- 8 December 2015
- Africa
Ethiopia's government has increased to 10.1 million the estimated number of people who desperately need food aid because of a drought.
More than half of them are children, Save the Children says.
The drought, blamed on the El Nino weather phenomenon caused by Pacific Ocean warming, was the worst in 50 years, the charity added.
In November, the UN children's charity put the number of Ethiopians threatened by hunger at 8.2 million.
The government has launched a huge national effort, allocating nearly $200m (£130m) to deal with the food crisis, says BBC Africa correspondent Alastair Leithead.
But with 10.1 million people - or a tenth of the population - affected by a failure of both harvests this year in parts of Ethiopia, more international aid would be needed, he adds.
Confirming the figure in a BBC Focus on Africa radio interview, Getachew Reda, a government minister and aide to the prime minister, said: "We are trying to make sure that no-one is affected to such an extent that they lose their lives."
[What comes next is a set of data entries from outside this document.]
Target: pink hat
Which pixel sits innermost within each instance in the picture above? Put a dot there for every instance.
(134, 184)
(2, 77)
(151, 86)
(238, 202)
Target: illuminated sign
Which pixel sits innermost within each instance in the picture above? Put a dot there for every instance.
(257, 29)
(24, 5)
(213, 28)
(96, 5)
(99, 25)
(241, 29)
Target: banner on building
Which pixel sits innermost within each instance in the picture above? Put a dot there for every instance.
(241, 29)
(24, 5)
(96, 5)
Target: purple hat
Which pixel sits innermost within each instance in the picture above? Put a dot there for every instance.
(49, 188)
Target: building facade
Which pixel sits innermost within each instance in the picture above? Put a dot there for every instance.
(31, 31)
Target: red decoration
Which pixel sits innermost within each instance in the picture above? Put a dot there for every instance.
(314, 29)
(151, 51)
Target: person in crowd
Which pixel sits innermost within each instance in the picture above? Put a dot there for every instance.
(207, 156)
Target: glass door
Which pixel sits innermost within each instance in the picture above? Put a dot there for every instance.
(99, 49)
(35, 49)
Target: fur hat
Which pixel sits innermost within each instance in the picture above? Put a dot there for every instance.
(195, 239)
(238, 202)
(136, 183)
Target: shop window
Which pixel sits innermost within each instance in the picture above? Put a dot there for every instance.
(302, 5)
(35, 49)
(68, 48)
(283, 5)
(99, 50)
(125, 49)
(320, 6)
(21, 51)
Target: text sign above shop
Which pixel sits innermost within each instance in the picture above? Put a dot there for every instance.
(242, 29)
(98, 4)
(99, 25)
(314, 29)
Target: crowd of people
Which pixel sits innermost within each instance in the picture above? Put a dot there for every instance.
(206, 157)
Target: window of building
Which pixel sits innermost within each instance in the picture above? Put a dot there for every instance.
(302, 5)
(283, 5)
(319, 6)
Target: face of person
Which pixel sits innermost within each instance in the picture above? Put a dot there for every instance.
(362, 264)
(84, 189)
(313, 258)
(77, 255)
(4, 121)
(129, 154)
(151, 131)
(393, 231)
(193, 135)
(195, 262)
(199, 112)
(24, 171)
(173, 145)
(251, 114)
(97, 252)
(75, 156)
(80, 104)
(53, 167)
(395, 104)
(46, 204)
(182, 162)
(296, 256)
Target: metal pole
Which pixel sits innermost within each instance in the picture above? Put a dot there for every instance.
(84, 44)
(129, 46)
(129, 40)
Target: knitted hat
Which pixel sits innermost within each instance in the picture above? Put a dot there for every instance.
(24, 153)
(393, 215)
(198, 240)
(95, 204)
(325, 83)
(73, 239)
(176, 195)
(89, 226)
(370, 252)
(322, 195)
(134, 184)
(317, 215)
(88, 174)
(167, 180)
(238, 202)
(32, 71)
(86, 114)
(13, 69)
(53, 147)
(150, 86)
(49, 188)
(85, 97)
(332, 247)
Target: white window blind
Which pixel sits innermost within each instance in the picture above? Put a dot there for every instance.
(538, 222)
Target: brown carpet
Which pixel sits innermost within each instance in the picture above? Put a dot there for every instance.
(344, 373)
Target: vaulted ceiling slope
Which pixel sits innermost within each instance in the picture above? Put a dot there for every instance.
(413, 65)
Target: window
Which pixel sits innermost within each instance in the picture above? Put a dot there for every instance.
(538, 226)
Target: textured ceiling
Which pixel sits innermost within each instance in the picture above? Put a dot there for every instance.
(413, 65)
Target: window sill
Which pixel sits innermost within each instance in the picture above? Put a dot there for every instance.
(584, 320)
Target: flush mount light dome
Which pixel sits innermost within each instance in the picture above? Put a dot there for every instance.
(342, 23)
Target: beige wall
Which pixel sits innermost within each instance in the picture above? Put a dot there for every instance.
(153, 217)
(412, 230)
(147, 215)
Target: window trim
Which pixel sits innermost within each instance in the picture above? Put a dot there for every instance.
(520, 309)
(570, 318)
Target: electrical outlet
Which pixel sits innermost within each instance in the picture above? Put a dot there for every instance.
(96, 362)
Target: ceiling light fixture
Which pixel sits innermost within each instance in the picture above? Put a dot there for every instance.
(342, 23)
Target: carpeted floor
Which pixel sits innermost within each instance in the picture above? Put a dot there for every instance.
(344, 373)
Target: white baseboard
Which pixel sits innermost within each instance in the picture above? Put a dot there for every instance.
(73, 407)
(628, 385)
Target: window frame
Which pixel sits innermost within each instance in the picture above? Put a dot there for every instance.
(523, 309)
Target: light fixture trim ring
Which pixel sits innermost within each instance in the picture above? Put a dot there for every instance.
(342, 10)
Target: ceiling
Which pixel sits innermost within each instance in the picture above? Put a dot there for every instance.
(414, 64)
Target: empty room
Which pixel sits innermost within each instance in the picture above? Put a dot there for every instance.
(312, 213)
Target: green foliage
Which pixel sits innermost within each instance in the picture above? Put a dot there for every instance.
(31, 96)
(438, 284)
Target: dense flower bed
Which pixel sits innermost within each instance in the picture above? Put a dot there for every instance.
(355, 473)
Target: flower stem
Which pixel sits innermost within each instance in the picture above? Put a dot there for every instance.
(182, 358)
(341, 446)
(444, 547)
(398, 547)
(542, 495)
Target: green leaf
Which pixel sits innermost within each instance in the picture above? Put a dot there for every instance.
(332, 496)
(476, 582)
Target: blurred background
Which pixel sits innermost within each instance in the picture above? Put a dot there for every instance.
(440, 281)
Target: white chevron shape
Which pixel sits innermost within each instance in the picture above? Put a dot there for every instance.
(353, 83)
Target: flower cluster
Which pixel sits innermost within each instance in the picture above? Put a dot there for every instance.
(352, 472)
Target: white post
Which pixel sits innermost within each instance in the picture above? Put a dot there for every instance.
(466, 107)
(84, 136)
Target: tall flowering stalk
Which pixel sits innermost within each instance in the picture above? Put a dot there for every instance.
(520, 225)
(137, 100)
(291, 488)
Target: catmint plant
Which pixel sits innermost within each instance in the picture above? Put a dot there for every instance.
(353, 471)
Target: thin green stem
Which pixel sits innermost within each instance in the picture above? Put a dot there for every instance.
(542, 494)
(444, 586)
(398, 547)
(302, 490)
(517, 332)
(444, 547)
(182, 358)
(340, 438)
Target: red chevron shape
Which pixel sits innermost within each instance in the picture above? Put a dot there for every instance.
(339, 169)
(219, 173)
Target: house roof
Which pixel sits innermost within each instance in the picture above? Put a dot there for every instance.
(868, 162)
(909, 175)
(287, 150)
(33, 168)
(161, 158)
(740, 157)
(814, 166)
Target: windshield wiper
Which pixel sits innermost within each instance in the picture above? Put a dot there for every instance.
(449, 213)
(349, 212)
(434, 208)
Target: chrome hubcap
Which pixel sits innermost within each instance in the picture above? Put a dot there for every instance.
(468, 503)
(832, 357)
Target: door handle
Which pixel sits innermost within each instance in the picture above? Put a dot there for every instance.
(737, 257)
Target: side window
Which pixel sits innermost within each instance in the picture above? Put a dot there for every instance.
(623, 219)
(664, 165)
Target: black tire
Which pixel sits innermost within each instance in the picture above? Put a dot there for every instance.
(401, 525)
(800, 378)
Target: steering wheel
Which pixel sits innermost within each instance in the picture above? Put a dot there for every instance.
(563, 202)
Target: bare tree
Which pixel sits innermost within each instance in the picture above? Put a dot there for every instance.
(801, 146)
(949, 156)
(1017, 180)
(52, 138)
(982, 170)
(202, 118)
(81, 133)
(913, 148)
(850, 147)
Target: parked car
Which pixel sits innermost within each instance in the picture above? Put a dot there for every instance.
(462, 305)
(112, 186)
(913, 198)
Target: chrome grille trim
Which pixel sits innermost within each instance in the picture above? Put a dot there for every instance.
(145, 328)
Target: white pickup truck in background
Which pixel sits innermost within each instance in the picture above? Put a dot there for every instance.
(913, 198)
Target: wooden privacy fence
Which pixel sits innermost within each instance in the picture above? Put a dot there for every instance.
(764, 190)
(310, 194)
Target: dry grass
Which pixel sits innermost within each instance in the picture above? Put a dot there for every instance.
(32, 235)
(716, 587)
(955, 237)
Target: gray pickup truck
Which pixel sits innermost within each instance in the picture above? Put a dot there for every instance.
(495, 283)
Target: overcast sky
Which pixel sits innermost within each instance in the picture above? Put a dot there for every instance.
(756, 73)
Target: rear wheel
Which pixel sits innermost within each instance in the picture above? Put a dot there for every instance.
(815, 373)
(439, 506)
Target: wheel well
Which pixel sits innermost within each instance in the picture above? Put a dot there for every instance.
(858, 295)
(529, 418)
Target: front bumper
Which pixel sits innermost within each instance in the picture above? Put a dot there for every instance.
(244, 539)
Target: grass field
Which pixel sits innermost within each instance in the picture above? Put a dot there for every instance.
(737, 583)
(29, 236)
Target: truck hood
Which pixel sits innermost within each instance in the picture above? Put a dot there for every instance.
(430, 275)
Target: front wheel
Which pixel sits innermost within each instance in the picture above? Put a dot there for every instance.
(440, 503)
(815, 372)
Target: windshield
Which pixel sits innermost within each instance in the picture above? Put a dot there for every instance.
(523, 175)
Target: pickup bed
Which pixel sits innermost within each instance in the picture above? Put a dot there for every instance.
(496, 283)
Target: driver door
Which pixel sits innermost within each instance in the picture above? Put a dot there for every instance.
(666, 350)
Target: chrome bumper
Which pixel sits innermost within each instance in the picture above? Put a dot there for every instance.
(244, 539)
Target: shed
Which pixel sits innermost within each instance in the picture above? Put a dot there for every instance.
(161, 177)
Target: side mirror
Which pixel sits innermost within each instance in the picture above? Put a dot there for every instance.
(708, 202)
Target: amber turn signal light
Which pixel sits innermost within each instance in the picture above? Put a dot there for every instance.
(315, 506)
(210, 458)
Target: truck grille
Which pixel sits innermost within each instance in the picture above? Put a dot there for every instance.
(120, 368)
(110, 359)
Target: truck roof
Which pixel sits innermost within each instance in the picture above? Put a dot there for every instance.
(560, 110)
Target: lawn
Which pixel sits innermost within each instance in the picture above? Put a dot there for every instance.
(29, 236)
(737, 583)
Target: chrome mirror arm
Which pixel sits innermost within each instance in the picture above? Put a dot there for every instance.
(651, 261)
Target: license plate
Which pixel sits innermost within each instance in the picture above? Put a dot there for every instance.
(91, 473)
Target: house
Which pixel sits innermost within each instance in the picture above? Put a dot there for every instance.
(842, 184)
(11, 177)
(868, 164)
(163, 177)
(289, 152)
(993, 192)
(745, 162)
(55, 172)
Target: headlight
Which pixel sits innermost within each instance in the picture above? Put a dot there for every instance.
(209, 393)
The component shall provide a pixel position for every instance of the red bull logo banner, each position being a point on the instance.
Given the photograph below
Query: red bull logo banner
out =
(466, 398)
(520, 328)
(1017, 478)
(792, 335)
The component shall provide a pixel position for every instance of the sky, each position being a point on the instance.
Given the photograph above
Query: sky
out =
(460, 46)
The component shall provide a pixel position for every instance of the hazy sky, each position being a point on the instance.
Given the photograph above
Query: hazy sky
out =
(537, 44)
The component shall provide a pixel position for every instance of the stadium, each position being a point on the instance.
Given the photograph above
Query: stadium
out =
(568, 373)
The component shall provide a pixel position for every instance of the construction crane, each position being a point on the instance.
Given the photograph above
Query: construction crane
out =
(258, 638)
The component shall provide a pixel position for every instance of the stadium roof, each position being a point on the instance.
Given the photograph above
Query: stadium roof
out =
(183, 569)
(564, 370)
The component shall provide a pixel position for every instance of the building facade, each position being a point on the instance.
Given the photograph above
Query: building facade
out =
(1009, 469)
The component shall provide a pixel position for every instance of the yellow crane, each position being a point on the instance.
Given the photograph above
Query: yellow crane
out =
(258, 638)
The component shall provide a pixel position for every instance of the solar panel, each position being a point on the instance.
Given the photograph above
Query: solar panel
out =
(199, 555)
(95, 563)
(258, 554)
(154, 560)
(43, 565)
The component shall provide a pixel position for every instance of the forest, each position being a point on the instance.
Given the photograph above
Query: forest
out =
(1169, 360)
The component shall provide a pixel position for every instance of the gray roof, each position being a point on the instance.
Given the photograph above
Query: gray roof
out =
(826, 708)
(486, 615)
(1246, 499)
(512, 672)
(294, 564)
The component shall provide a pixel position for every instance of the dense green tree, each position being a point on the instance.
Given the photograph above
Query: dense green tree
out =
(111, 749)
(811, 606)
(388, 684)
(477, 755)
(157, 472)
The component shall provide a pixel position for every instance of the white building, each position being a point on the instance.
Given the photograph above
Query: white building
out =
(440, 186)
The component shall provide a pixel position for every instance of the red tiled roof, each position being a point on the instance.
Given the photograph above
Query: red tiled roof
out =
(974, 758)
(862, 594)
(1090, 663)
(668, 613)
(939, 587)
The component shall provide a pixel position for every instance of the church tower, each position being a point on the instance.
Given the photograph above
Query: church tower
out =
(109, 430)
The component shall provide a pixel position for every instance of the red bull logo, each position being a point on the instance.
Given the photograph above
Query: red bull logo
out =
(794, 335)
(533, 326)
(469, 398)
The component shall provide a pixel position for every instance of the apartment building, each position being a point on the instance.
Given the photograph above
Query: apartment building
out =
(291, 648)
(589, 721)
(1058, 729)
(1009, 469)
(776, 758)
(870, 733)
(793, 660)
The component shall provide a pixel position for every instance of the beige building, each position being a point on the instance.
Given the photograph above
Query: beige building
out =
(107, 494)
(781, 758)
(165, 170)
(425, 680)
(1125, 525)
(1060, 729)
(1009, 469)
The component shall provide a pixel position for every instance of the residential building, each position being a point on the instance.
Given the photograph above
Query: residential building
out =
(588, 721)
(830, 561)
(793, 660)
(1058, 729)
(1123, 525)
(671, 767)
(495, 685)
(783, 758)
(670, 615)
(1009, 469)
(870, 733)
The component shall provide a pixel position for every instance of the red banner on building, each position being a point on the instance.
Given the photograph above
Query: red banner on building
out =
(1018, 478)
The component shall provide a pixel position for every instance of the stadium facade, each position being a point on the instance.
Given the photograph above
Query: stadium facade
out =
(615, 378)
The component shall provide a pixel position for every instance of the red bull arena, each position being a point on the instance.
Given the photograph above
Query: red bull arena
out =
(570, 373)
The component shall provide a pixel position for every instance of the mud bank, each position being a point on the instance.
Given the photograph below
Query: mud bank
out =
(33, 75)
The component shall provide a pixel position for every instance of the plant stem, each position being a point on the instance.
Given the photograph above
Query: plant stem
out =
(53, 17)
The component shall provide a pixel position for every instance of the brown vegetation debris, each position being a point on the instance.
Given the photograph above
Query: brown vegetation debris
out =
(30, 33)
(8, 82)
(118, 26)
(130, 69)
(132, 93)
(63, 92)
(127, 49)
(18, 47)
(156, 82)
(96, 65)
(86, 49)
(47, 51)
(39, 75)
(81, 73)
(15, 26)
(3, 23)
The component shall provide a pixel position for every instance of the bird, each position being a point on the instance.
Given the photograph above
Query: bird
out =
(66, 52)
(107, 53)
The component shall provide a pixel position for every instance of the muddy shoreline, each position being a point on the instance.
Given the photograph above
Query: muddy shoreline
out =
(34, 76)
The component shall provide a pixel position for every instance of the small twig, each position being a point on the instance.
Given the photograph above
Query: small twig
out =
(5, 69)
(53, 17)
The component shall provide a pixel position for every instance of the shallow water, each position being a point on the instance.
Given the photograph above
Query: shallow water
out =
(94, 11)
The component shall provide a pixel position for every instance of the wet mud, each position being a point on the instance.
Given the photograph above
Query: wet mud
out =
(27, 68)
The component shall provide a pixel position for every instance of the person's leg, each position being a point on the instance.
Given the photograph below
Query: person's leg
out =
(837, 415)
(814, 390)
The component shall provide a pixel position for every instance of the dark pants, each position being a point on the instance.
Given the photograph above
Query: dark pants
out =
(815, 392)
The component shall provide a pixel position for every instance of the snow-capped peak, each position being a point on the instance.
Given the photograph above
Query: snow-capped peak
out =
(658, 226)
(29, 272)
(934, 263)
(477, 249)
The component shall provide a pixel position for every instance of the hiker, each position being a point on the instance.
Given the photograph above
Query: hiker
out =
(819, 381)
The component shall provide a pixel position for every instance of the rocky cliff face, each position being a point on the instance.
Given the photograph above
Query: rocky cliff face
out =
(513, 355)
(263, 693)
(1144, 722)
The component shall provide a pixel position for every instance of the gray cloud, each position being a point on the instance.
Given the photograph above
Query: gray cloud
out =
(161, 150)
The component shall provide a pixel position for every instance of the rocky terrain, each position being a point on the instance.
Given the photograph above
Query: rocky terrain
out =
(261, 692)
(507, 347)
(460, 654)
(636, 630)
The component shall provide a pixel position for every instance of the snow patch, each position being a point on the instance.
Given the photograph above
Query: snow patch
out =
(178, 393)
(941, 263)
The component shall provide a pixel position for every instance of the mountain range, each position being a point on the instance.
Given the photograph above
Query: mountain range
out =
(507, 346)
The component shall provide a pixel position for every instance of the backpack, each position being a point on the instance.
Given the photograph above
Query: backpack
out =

Save the Children said an "emergency response" to deal with the crisis could cost $1.4bn.
"An estimated 400,000 children are now also at risk of developing severe acute malnutrition in 2016, which can lead to stunting, and physical and mental delays in development," it said in a statement.
Several other African states - including Malawi and South Africa - have also been hit by drought.
A famine in Ethiopia in 1984 led to hundreds of thousands of people starving to death.
However, the Ethiopian Embassy in London, in a statement last month, said the country was not at risk of a "famine of any sort, let alone anything remotely like the magnitude of that of 1984".
Ethiopia was also hit by a drought in 2011 and 2008, causing a food crisis.